【ならじょ Today36 号掲載】
工学部 数物科学専攻 物理学コース
【研究テーマ】素粒子論、場の量子論、弦理論、弦の場の理論
【研究テーマ】素粒子現象論,非摂動ダイナミクス,超弦理論,格子場の理論,素粒子論
―― 物理学コースではどのような教育?研究が行われていますか?
(高橋先生)素粒子のような小さなものから宇宙という大きなものまで、さらに宇宙の始まりから未来まで、ありとあらゆるものが物理学の対象となります。物理学コースにいるスタッフの研究分野は、この広範な物理学を比較的一様に覆っていると思います。物理学の基礎を身につけたあと、究めたい分野を研究できる教育が行われています。
―― 「素粒子」って何ですか?
(高橋先生)物質を構成する最も基本的な粒子、電子やニュートリノ等が素粒子とよばれています。光も光子とよばれる素粒子の集まりです。この世のあらゆるものから素粒子からできていると言っても過言ではありません。ただ、素粒子は粒子なのですが、それは素粒子の一側面を見ているに過ぎなくて、本質的には粒子と波という二つの性質を備えたものです。波のように広がって行き、捕まえると粒のように見える。それが素粒子で、素粒子が何かということを本当に理解するためには、量子力学の先にある場の量子論を理解する必要があります。

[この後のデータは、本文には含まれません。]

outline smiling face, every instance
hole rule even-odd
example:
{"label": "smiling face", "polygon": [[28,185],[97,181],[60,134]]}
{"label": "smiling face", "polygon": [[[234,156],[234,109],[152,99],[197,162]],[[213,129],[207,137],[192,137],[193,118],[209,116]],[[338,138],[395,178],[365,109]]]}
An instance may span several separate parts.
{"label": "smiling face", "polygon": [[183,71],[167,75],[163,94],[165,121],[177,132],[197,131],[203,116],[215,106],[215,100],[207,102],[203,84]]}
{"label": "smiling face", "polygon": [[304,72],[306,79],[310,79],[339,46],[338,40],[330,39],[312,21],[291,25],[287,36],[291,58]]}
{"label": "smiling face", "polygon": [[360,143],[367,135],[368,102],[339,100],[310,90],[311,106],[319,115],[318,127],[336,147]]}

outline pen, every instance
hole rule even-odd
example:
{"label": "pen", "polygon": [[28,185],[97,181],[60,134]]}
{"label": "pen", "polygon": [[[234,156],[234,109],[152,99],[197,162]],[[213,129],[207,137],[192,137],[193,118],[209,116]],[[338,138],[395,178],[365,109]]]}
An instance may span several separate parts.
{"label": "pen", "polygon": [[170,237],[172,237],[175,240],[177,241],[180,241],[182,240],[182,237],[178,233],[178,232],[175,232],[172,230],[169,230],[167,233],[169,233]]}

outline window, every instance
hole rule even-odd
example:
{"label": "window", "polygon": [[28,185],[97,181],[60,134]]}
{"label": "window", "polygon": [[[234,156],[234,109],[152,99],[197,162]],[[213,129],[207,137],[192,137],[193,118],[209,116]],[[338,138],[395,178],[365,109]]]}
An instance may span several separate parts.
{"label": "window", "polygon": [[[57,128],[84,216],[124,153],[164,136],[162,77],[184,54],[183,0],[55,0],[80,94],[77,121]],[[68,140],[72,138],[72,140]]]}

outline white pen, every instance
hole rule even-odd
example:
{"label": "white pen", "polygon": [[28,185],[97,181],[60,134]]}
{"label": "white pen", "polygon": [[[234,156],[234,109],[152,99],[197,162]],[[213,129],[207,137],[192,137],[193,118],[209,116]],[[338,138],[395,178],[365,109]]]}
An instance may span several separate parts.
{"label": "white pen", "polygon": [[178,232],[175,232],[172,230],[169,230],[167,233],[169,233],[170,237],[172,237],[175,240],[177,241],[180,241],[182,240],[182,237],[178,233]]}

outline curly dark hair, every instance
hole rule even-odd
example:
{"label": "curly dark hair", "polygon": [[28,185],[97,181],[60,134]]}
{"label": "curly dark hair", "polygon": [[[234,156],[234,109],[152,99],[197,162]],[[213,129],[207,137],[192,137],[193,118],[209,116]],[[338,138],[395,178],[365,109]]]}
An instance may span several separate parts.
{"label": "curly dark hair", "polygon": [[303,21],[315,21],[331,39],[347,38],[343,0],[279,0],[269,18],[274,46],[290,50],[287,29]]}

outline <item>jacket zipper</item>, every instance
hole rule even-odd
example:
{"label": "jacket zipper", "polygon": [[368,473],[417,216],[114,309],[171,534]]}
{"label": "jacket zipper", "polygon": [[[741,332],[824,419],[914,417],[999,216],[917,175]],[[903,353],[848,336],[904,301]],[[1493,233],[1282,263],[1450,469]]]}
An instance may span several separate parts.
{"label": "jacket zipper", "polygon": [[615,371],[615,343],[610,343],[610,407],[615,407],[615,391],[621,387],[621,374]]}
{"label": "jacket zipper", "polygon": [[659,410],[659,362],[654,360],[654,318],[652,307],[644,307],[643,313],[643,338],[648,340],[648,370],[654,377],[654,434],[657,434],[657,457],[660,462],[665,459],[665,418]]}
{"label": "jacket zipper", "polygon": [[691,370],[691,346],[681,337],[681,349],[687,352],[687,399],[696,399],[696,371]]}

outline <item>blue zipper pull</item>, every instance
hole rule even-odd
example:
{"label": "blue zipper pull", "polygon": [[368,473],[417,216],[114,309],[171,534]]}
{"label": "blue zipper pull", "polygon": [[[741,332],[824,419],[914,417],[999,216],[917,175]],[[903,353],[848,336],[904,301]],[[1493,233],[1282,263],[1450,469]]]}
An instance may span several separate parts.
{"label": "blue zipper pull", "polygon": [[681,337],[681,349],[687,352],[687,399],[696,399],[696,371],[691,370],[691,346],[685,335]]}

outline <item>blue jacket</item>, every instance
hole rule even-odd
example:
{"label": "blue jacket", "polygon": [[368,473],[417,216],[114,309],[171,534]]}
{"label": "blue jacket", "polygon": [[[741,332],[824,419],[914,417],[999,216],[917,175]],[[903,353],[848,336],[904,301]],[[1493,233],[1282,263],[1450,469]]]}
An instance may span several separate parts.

(大木先生)場の量子論では、粒子を宇宙や空間全体に拡がる一つの「場」だとして、そこから波のように形成されていく一つ一つの単位が素粒子であるといえます
―― 素粒子を研究する(=識る)ことで、何を識ることができますか?
(高橋先生)大げさかもしれませんが、私たちはどこから来たのか、何者か、どこへ行くのか、について識ることができます。素粒子を研究していると、あらゆる現象は素粒子がつくりだしていることがわかります。さらには、宇宙にはなぜこのような物質が存在するのか、なぜ宇宙は4次元なのか、そもそも物理法則が成り立っているのはなぜか、宇宙には終わりはあるのか等、私たちの存在について問い直すような問題が素粒子論では研究されています。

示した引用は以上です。